When Doc returns from his “convention,” he and Tomlinson begin their investigation in earnest, to discover how saltwater fish got into a freshwater lake . . . who’s trying to convince Tootsie his ancestors crimes are finally coming home to roost, and who, or what, has Gracie. There’s also a connection to Hannah Smith, Ford’s ex, who’s innocently drawn into the circle of violence because she befriended Gracie.

What follows is a blending of the supernatural, a great deal of little known Florida history, and a fight with a killer whose murderous heritage convinces him he’s possessed by a bloodthirsty spirit.

Based on the true story of a deputy and his family who disappeared in 1925 during Prohibition, that story is so interwoven with the local history of the area, Doc’s involvement with the Nassau incident and an English noblewoman he meets there, and his attempts to reestablish a relationship with his ex, as well as the running-out-of-time search for Gracie, that the reader may be overwhelmed with so much happening. Indeed, it may become uncertain which is the plot, which the subplot, and what is simply extraneous and incidental material.

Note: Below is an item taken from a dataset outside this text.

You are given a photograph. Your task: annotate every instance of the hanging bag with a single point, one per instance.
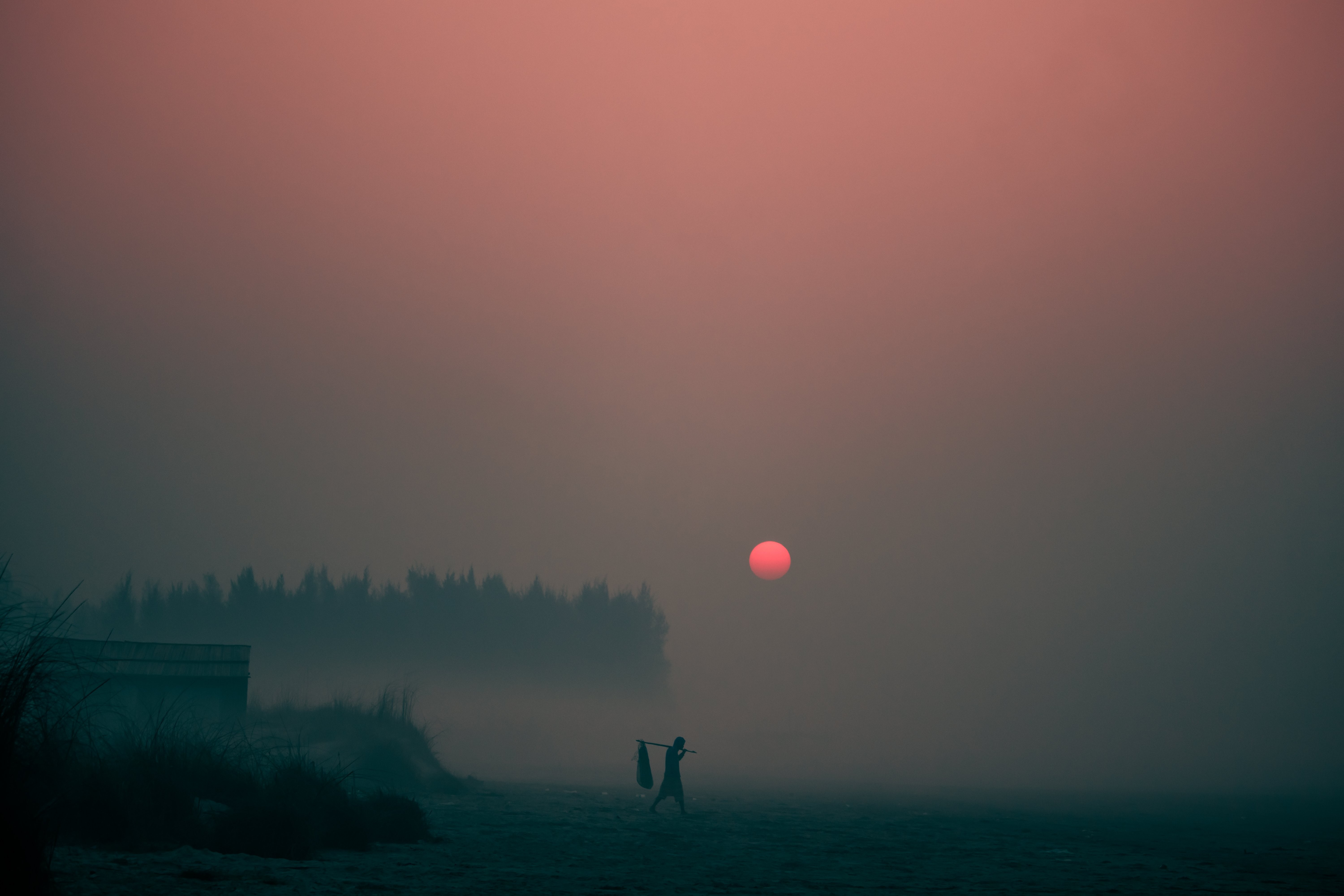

The descriptions of the Florida Keys are beautiful while at the same time daunting, suggesting a place many would want to visit, but only from the safety of a Coast Guard gunboat.

The majority of the story, however, may be confusing to the reader because there’s no introduction of the main characters and therefore no chance to establish empathy with them. Ford and Tomlinson are simply dropped into the middle of a phone conversation and the plot(s) progress from there. Only a few clues are given as to who these two men are and why they do what they do. It’s never fully explained why a marine biologist is a vigilante after a Bahamian porn ring nor why Tomlinson became a Buddhist priest or what causes the warnings he mentally receives.  Intriguing little snippets are hinted at but never fully detailed.

One suggestion would be to read the first story in this series in the hopes it gives the needed information to make this one more understandable. For those who prefer to rough it, however, Mangrove Lightning, will offer some thrills, some chills, and an interesting look into a little-known area of Florida history along with some very disturbing touches of madness and possession.